だがその口元に、つーっと一筋の涙が流れ、私は目を見開いた。
「……そんなもの、いくら事故と言い張っても、人の噂に戸は立てられぬ。黒い噂が尽きぬ血で汚れた当主の実の息子になど、させられぬではないか。そなたはこれから新しい九条家の当主となるのだから」
「――――」
「葛の葉、さん……」
すべては九条くんを守る為に。
あまりに壮絶な話に言葉を失っていると、不意に九条くんが葛の葉さんに向かって手を伸ばした。

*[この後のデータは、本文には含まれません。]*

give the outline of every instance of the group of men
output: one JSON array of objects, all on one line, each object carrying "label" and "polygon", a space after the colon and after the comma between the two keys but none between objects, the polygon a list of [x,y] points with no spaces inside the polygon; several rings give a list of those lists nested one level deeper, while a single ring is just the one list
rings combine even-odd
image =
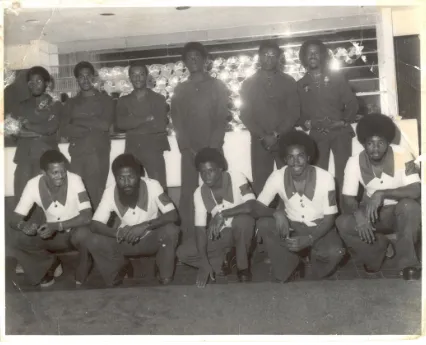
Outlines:
[{"label": "group of men", "polygon": [[[307,254],[308,275],[331,274],[346,247],[367,271],[380,270],[395,255],[401,270],[419,269],[420,177],[413,158],[391,145],[396,128],[381,114],[360,121],[364,151],[350,157],[355,135],[350,123],[358,104],[345,79],[328,69],[325,45],[317,40],[302,45],[307,72],[296,83],[278,69],[279,46],[261,44],[260,69],[241,89],[253,184],[227,169],[222,146],[229,94],[206,72],[207,56],[201,43],[185,45],[182,58],[190,76],[175,88],[171,102],[182,156],[179,211],[167,194],[167,103],[147,88],[143,63],[130,65],[134,91],[116,107],[95,89],[95,69],[88,62],[75,66],[80,92],[64,106],[45,93],[50,81],[45,69],[28,71],[32,97],[13,113],[22,123],[15,155],[18,203],[8,231],[17,271],[33,284],[50,286],[62,274],[52,252],[76,249],[77,284],[95,264],[105,283],[115,286],[132,275],[129,257],[156,255],[160,283],[172,281],[177,257],[198,268],[196,284],[204,287],[229,273],[228,255],[235,247],[238,278],[246,282],[256,230],[280,282],[291,280]],[[112,163],[115,184],[105,188],[114,123],[126,131],[126,147]],[[294,130],[297,125],[309,135]],[[69,140],[71,162],[58,150],[59,137]],[[327,171],[330,150],[337,188]],[[359,184],[365,189],[361,201]],[[34,204],[43,214],[31,214]],[[118,222],[110,222],[111,214]],[[396,232],[396,242],[386,232]]]}]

そしてそのまま、彼女から目元を覆っていたレースをするりと取り去る。
「え……」
「やっぱり」
露わになったのは、九条くんによく似た金色の瞳。
それに九条くんは優しく微笑んだ。
「お父さまは昔、俺の瞳はお母さまと同じ色で綺麗だとよく褒めてくれました。お母さまもよく言っていましたね。〝顔は父親似だけど、目は妾にそっくりだ〟って。だからずっと隠していたんですね」
「み、こと、神琴……」
隠すものが無くなった葛の葉さんの金色の瞳からは、ボロボロと大粒の涙がこぼれ落ちた。